If the resulting integer is to be a cube, it has to be congruent to 0, 1 or 8 (mod 9).

However, any concatenation of the integers 1 to n is congruent to the sum of the integers 1 to n, or n(n+1)/2 (mod 9).

This gives the requirement that n be congruent to 0, 1, 4, 7, or 8 (mod 9). (No number n(n+1)/2 is congruent to 8 (mod 9).)

This is of course only a "constant factor" thing. I find the argument persuasive that, when n is "large enough" (and the possibility of cubes is not ruled out by congruences etc) then there will very likely be cubes among the "concatenated permuted" integers 1 to n.

I find the argument similarly persuasive for higher powers.

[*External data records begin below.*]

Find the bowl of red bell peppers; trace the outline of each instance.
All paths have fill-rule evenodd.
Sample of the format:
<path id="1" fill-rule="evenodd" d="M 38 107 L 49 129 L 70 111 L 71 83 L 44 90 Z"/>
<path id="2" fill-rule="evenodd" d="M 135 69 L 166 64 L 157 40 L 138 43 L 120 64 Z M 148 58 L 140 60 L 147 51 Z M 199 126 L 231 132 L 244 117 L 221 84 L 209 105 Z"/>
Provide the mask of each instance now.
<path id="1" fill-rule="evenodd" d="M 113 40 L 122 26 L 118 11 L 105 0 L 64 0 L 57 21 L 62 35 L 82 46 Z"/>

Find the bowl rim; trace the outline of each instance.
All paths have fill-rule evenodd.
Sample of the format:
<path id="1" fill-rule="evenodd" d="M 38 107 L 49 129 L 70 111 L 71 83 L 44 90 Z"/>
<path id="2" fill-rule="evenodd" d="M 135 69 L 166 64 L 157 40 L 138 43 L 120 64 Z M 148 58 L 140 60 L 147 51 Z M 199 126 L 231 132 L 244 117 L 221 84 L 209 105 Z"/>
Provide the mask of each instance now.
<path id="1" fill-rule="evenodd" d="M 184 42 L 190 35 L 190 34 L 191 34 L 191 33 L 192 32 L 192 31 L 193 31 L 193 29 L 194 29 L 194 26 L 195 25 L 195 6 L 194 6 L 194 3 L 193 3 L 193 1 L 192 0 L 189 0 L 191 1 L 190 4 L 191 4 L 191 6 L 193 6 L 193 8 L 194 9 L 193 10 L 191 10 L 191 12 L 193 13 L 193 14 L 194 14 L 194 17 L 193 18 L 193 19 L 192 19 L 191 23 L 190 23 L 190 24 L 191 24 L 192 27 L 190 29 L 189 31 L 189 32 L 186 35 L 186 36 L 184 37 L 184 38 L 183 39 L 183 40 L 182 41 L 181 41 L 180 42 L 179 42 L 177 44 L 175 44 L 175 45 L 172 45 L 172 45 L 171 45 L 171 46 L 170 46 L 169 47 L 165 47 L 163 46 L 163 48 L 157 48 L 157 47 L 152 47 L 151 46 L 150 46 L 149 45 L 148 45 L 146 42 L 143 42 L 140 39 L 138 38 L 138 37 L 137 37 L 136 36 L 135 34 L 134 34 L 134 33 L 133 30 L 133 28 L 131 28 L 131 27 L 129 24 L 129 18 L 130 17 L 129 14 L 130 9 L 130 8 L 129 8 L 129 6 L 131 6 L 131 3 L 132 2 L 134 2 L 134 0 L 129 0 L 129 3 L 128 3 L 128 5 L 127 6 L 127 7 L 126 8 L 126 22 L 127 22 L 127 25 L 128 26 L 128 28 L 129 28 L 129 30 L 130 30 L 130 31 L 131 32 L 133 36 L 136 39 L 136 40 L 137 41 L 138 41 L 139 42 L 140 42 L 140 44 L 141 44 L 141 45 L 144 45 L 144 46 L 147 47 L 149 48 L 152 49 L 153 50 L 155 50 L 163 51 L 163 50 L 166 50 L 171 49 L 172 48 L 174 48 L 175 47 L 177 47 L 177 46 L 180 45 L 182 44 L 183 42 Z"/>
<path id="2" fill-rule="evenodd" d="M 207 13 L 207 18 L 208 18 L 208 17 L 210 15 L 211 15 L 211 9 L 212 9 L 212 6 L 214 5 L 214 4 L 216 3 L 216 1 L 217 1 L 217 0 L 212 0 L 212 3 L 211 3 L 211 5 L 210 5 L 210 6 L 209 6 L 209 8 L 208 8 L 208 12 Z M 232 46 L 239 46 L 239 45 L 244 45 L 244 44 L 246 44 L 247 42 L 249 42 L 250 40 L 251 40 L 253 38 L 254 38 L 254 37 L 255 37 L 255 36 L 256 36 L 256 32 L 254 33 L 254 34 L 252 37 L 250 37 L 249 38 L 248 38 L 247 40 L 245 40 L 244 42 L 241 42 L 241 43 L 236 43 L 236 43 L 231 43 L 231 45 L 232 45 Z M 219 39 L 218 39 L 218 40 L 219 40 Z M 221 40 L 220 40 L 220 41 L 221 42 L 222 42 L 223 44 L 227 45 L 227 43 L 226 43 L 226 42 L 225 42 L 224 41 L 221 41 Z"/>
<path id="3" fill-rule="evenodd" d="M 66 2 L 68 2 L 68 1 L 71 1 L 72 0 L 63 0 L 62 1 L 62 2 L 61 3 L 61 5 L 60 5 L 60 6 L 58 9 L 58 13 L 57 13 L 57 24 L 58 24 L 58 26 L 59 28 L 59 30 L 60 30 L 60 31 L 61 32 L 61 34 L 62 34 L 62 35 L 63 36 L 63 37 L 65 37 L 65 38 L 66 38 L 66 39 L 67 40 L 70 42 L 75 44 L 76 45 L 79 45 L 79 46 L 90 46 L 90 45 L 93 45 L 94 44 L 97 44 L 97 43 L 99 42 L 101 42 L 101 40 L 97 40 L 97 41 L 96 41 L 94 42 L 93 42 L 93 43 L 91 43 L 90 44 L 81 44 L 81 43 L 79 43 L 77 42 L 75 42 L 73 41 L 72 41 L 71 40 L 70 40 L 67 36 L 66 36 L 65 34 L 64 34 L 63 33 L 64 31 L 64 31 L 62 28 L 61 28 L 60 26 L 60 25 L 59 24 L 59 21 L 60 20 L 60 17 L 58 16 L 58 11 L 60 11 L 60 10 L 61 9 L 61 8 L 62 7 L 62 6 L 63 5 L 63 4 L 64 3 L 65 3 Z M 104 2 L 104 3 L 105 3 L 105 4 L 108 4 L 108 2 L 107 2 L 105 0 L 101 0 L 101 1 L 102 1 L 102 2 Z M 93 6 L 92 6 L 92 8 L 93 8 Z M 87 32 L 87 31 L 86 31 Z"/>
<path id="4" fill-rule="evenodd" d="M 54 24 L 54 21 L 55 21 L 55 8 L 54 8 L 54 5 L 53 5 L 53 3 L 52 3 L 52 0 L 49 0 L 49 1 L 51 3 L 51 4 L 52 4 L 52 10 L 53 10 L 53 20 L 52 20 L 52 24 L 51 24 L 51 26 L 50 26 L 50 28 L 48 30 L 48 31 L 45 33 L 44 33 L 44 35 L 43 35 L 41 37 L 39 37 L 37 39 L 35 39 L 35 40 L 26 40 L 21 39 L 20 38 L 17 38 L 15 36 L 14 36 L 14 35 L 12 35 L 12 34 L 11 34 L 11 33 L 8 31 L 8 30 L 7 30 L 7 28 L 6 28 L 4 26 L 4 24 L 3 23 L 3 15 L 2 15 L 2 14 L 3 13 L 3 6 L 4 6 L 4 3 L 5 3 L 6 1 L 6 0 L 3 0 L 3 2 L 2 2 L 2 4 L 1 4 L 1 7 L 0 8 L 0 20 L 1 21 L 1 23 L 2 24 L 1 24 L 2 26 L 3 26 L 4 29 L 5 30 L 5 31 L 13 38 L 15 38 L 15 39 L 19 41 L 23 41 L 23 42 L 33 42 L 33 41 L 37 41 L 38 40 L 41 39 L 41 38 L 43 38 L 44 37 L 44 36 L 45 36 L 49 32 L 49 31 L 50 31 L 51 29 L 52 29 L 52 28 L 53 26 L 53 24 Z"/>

I'd call the question an "open question" rather than a "Conjecture." It's a numerical curiosity, but AFAIK does not have any theoretical significance.
I agree, the "Conjecture 1" name comes from the preprint and the OEIS sequence A353025, but I'll clarify this in the new version which I'm going to update in a couple of weeks (at most).
BTW, we still have a more interesting question to answer:
"Is Kashihara's Conjecture true according to the same probabilistic argument?".
Here is the probabilistical upper bound which I have found for the existence of a perfect power belonging to A001292 (Kashihara's Conjecture says that no term of A001292 which is above 1 can be a perferct power); knowing that the smallest counterexample have necessarily to be above 10^1235 we have:

2*(sum(k=2, infinity)(sum(j=308, infinity)((((10^((j*4+3)/k)) - 10^((j*4+2)/k))/(9*10^(j*4+2)))*(j*4+3)))),

since 308*4+3=1235 (we need to add at least 4 digits to go from A001292(n) to A001292(n+j*4+3)), while I am not sure about the *2 factor which is just an upper bound that I've added in order to take into account the increased chance that the set of the circular permutations of 1_2_3_4_..._447_448 contains any perfect power (i.e., digital root(123...447448)=1, so that its chance should be 9/5 times higher than the expected perfect square ratio in [10^1235, 10^1236-1]).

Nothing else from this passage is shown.